Previous research on the heterogeneity of type 2 diabetes is mostly based on stratification using a single risk factor. In this research, we hypothesized that stratification of type 2 diabetes based on multiple risk factors would show heterogeneity in the clinical features that cannot be identified from single-factor analysis. Although a previous study identified such clusters using combinations of categorized risk factors16, we identified the clusters using a data-driven method and validated the reproducibility of the heterogeneity in the independent data. For a proof-of-concept analysis, we applied machine learning technology to identify these heterogeneous clusters. First, we performed risk factor-based clustering (RFC) to identify population clusters with different prevalence rates of type 2 diabetes using hierarchical clustering based on risk factor profiles of individuals in the population. Here, the RFC indicates the application of clustering method to the phenotype profiles of risk factors using clustering method. We used the Ansan/Ansung cohort of Korea Genome and Epidemiology Study (KoGES) project17, which consists of suburban population in Republic of Korea, as the discovery data. After identifying the clusters in the discovery data, we compared the incidence rates of type 2 diabetes between clusters with those contained in a 10-year follow-up of the discovery data. We then validated the reproducibility of the difference between clusters in cross-sectional independent, large scale cohort data from Health Examinees (HEXA), and Cardiovascular Disease Association Study (CAVAS) of the KoGES project17. Figure 1 shows the overall analysis flow.

Figure 1
figure 1

Study Design and Analysis. In this analysis, we used 4 cohort data sets for discovery and validation of population clusters with significantly different prevalence rates of type 2 diabetes. First, discovery data from the AA cohort (n = 10,023) were clustered into several groups until heterogeneity of the prevalence of type 2 diabetes was maximized. Next, we validated the reproducibility of the clusters using 2 validation data sets. The first validation data set included 10-year follow-up data for the participants who had not been diagnosed with diabetes in the discovery data (n = 7,574). We performed survival analysis using the disease-free time since diagnosis of type 2 diabetes to test whether the initial cluster was related to the future development of type 2 diabetes. The second validation data set included cross-sectional data that had been collected from 3 independent cohorts (HEXA, CAVAS, and KNHANES; n = 215,083). The reproducibility of cluster characteristics, in particular the prevalence of type 2 diabetes, were evaluated with the cross-sectional validation data. AA: Ansan/Ansung, BMI: body mass index, HTN: hypertension, FHDM: family history of diabetes, SVM: support vector machine, FU: follow-up, HEXA: Health Examinees study, KNHANES: Korea National Health and Nutrition Examination Survey, CAVAS: Cardiovascular Association Study, KM: Kaplan–Meier.

Methods

Study population

In total, 4 cohorts including those of the AA, HEXA, and CAVAS cohorts, which are part of the Korean Genome and Epidemiology Study cohort, and the Korea National Health and Nutrition Examination Survey (KNHANES) cohort18 were used. The detailed follow-up methods for AA, HEXA and CAVAS are described in previous report17. The KNHANES cohort recruit participants by visiting randomly selected areas of Republic of Korea. Until now, there is no follow-up for KNHANES. All participants were Korean and there were no other ethnic groups in the study.
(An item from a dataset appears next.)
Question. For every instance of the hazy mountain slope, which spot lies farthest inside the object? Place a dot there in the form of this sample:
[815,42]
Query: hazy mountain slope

The age, sex, and BMI information was obtained from the participants’ records. A family history of diabetes (FHDM) was identified from a questionnaire. If first degree relatives had any form of diabetes including type 1 and type 2, the FHDM was considered positive. Hypertension status (HTN) was determined based on medication history or current systolic pressure ≥140 mmHg or diastolic pressure ≥90 mmHg without diagnosis and treatment history. Type 2 diabetes was identified from a history of diagnosis or treatment of diabetes or according to the 2016 criteria of the American Diabetes Association: (1) fasting glucose concentration ≥126 mg/dL (7.0 mmol/L) or (2) glucose concentration ≥200 mg/dL (11.1 mmol/L) in 2-hour glucose from an oral glucose tolerance test (OGTT), or (3) HbA1C level ≥6.5%. To rule out type 1 diabetes, we excluded participants whose age at diagnosis was <20 years. Participants with missing values in any of the risk factors were removed. Informed consent was obtained from all participants, and our institutional review board of National Institute of Health, KCDC approved this research. All data was gathered in accordance with Enforcement Decree of Bioethics and Safety Act, Republic of Korea. The KNHANES data can be downloaded from https://knhanes.cdc.go.kr. The KoGES data needs an application process (http://www.cdc.go.kr/CDC/contents/CdcKrContentView.jsp?cid=26458&viewType=CDC&menuIds=HOME001-MNU1136-MNU2530-MNU1223-MNU1542).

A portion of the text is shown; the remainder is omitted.